Labour Views April 22, 2015
Written by Gayla Thunstrom , Acting President, Northern Territories Federation of Labour
As we approach the April 28 National Day of Mourning for persons killed or injured in the workplace, it’s important to remember again why unions are so important.
Unions save lives.
Fewer people are dying today in their workplaces because of those men and women who fought, and struggled, protested, and picketed — and yes, who were injured or killed while doing their jobs. As a result of their victories and sacrifices, we are not only better off economically and socially. We are safer. And to the dead and injured, and to the surviving veterans of social progress, we owe an immense debt.
But these struggles are by no means over. The federal government in particular has introduced anti-union laws, in spite of the evidence of the ongoing need for the social, economic and workplace gains that unions won for all of us, and continue to advocate for.
The proof that the need for these protections still exists confronts us all too frequently. People still die as a result of workplace fatalities or occupational disease.
There’s little doubt that the increasing proportion of part-time, non-union jobs, are contributing to the rise of insecure work. Precarious working conditions impact not just economic well-being and job security, but social and personal lives too. Household stress is increasing, and people are indicating they have less and less time for community involvement.
More than 80 per cent of those people who are precariously employed have no benefits. This makes them even more vulnerable to the disastrous consequences of illness or injury.

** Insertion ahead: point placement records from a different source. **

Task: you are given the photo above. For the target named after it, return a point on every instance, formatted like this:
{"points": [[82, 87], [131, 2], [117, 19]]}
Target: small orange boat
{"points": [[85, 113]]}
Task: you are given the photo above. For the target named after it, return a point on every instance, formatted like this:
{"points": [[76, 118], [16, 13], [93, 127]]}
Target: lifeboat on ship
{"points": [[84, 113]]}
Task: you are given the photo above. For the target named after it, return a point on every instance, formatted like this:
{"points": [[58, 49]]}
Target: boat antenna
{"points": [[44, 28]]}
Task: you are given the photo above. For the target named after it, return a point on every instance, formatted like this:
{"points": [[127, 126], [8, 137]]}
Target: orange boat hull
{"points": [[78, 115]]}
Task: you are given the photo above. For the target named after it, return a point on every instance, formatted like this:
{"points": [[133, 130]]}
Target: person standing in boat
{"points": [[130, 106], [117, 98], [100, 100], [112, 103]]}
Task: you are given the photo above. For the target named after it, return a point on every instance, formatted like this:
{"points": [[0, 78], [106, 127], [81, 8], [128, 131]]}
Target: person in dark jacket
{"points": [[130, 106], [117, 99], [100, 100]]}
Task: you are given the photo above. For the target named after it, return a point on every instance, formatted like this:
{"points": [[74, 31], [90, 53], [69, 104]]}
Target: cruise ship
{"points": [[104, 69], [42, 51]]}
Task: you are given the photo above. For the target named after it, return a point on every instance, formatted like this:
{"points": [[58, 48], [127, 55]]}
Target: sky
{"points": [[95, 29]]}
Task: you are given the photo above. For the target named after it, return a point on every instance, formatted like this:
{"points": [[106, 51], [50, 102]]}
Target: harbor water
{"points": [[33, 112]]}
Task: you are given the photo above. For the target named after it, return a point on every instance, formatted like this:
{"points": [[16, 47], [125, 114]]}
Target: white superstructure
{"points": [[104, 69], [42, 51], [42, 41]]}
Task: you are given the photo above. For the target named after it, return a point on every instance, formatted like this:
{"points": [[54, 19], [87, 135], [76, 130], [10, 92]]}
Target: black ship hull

In spite of insistence by governments and business that unions have “outlived their usefulness,” the continuing tragedies of illness and injury confirm that when it comes to workplace safety, unions are often the ultimate source of protection left to workers. Unions save lives.
The National Day of Mourning is a painful reminder that this struggle is not over, that many lives were lost along the way, and that the unchecked push to maximize corporate profits too often overrides the basic health and wellbeing of the very people on whom much of that profit depends.
April 28 is also an opportunity to honour the workers who, while doing their jobs, sacrificed life and limb. The struggles of unions to reduce death and suffering has resulted in legislation to save lives. Those who lead these struggles deserve our respect and our gratitude, as do those who continue to fight on our behalf for better, safer, more secure workplaces and the higher quality of life that they bring.
Please join us at the Legislative Assembly at noon on Tuesday April 28 to recognize the five workers who lost their lives last year in the Northwest Territories and Nunavut, and to remember the countless workers who have been killed, injured, or become ill as a result of their workplaces over the years.
Let’s pause and remember the sacrifices of the past, and commit ourselves to the continuing fight for safer work.